A hexagonal orthogonal-oriented pyramid as a model of image representation in visual cortex.

Abstract

Retinal ganglion cells represent the visual image with a spatial code, in which each cell conveys information about a small region in the image. In contrast, cells of primary visual cortex employ a hybrid space-frequency code in which each cell conveys information about a region that is local in space, spatial frequency, and orientation. Despite the presumable importance of this transformation, we lack any comprehensive notion of how it occurs. Here we describe a mathematical model for this transformation. The hexagonal orthogonal-oriented quadrature pyramid (HOP) transform, which operates on a hexagonal input lattice, employs basis functions that are orthogonal, self-similar, and localized in space, spatial frequency, orientation, and phase. The basis functions, which are generated from seven basic types through a recursive process, form an image code of the pyramid type.
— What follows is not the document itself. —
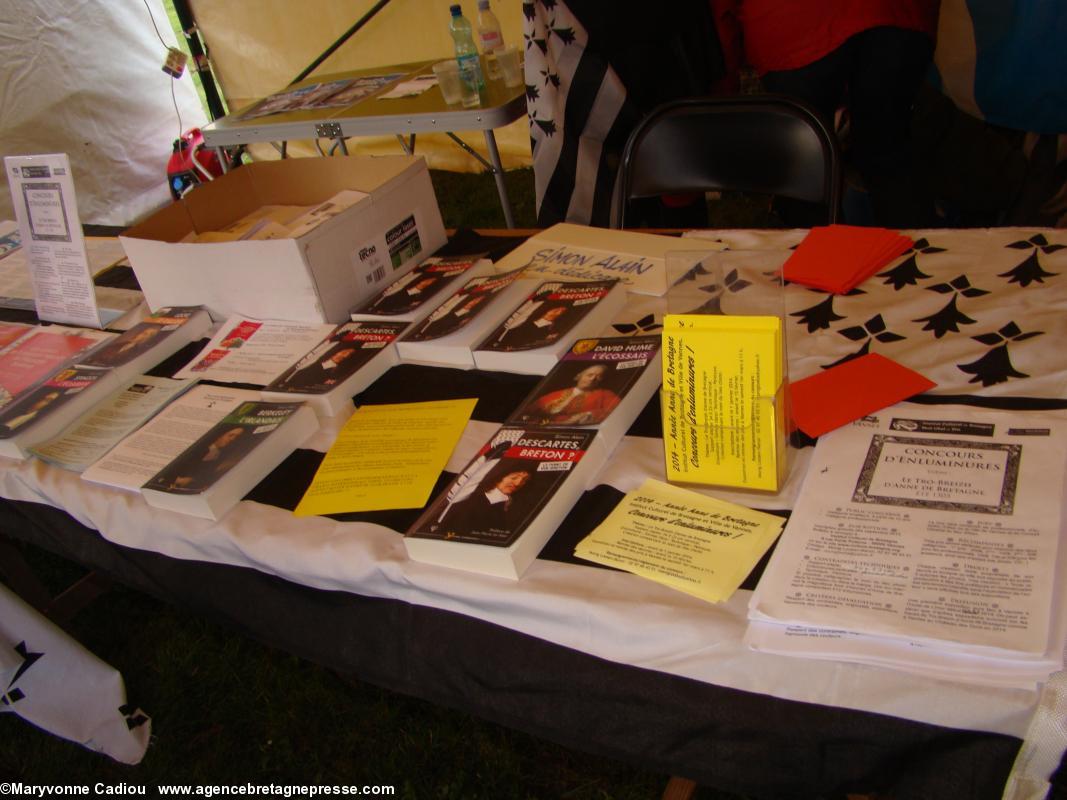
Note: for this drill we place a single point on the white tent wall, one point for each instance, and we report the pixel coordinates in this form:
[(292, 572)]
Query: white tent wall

The seven basis functions, six bandpass and one low-pass, occupy a point and a hexagon of six nearest neighbors on a hexagonal sample lattice. The six bandpass basis functions consist of three with even symmetry, and three with odd symmetry. The three even kernels are rotations of 0, 60, and 120 degrees of a common kernel; likewise for the three odd kernels. At the lowest level, the inputs are image samples. At each higher level, the input lattice is provided by the low-pass coefficients computed at the previous level. At each level, the output is subsampled in such a way as to yield a new hexagonal lattice with a spacing square root 7 larger than the previous level, so that the number of coefficients is reduced by a factor of seven at each level. In the biological model, the input lattice is the retinal ganglion cell array. The resulting scheme provides a compact, efficient code of the image and generates receptive fields that resemble those of the primary visual cortex.